Top Gun: Maverick is going all-natural according to actor Miles Teller, who says that the gruelling year-long production didn't make use of any green screen. The long-awaited sequel sees the return of bona fide action star Tom Cruise to one of his earliest and most defining roles, as daring fighter pilot Pete "Maverick" Mitchell.
Directed by Tony Scott, Top Gun was released in 1986 and is considered a classic of the era, from the iconic volleyball scene to its memorable soundtrack, which featured the Kenny Loggins songs "Danger Zone" and "Playing With The Boys." What really made the movie stand the test of time, however, are the flying sequences. Scott wanted the movie to feel as realistic as possible, and worked with the U.S. military to use a real Naval Air station and real planes and equipment for the film. Scott passed away in 2012, but Top Gun: Maverick director Joseph Kosinski is maintaining this commitment to real stunts for the sequel.
Speaking to Men's Journal, Teller said, "There is no green screen in a Top Gun movie. Every shot, every stunt, was the result of the work, the real sweat, that we all put into it." Teller is playing Bradley "Rooster" Bradshaw, the son of Maverick's former wingman Nick "Goose" Bradshaw, who died in the first film. Rooster is following in his father's footsteps and is a new recruit to the Topgun program in Top Gun: Maverick. Teller elaborated, "The production was over the course of a full year, which was definitely the longest shoot I have ever been a part of.”

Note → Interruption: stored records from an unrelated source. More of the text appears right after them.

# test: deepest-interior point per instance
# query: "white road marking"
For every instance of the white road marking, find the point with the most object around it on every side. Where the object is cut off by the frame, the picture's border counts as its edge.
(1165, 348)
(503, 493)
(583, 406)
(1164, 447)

Green screen and blue screen technology is used to create VFX environments around actors who may only be working with a small amount of set and a few props. Though it's still widely used and offers limitless potential for creating everything from mundane backgrounds to fantastical worlds, many movie fans crave a return to real sets and real stunts. Cruise in particular is dedicated to keeping things real, constantly one-upping himself with wild stunts in the Mission: Impossible franchise (which include scaling the side of the Burj Khalifa and hanging on to the side of a plane during take-off). Knowing from experience how demanding the aerial sequences in Top Gun: Maverick would be, Cruise (who is also a producer on the movie) arranged for his co-stars to undergo flight training, telling Empire Magazine:
"When you're pulling heavy Gs, it compresses your spine, your skull. It makes some people delirious. Some people can't handle it. So I had to get them up to be able to sustain high Gs. Because they have to act in the plane. I can't have them sick the whole time."
Teller said that he spent three months in flight training before the start of filming on Top Gun: Maverick, starting out in a Cessna before moving on to the L-39 Albatros, a jet trainer aircraft, and finally flying in F-18s to build his tolerance for the extreme G-force and to practice breathing techniques. Though Cruise flies a P-51 and a helicopter for real in the movie, the actors aren't actually piloting the F-18s since the Navy denied even Cruise permission to fly the military aircraft. Still, the fact that they're acting while inside the F-18s during flight is a step up from the original movie. During the making of Top Gun, footage of the actors inside F-14s had be be reshot on a gimbal. The original footage, of the actors inside the planes as they were flying, was unusable because they couldn't get through a take without throwing up.